Parameter Type Description
prompt str The prompt to generate code from.
schema typing.Optional[str] Optional free-form context about data formats, structures or schemas. Included verbatim in the LLM prompt. Use for input formats, output schemas, database schemas or any structural context the LLM needs to generate code.
constraints typing.Optional[list[str]] Optional list of constraints or requirements.
samples typing.Optional[dict[str, pandas.core.frame.DataFrame | flyte.io._file.File]] Optional dict of sample data.
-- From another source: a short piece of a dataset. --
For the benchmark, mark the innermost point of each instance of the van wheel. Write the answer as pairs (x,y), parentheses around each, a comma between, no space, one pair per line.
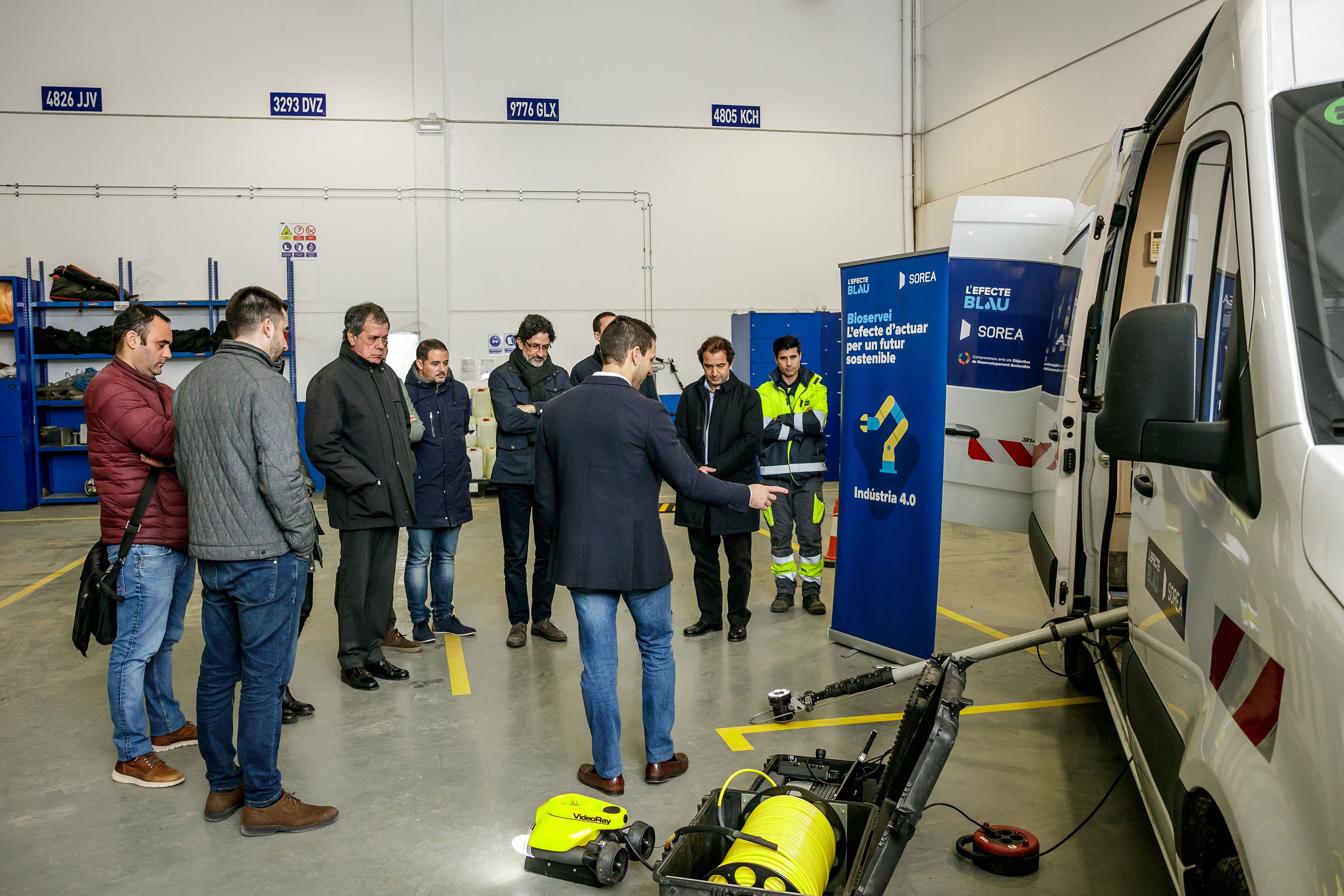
(1081,668)
(1227,879)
Each value is sampled and included in the LLM prompt for context, and converted to a File input for the sandbox. Values are used as defaults at runtime — override them when calling result.run() or result.as_task(). Supported types: File, pd.DataFrame.
inputs typing.Optional[dict[str, type]] Optional dict declaring non-sample CLI argument types (e.g., {"threshold": float, "mode": str}). Sample entries are automatically added as File inputs — don’t redeclare them here. Supported types: str, int, float, bool, File.
outputs typing.Optional[dict[str, type]] Optional dict defining output types (e.g., {"result": str, "report": File}). Supported types: str, int, float, bool, datetime, timedelta, File.

Returns: CodeGenEvalResult with solution and execution details.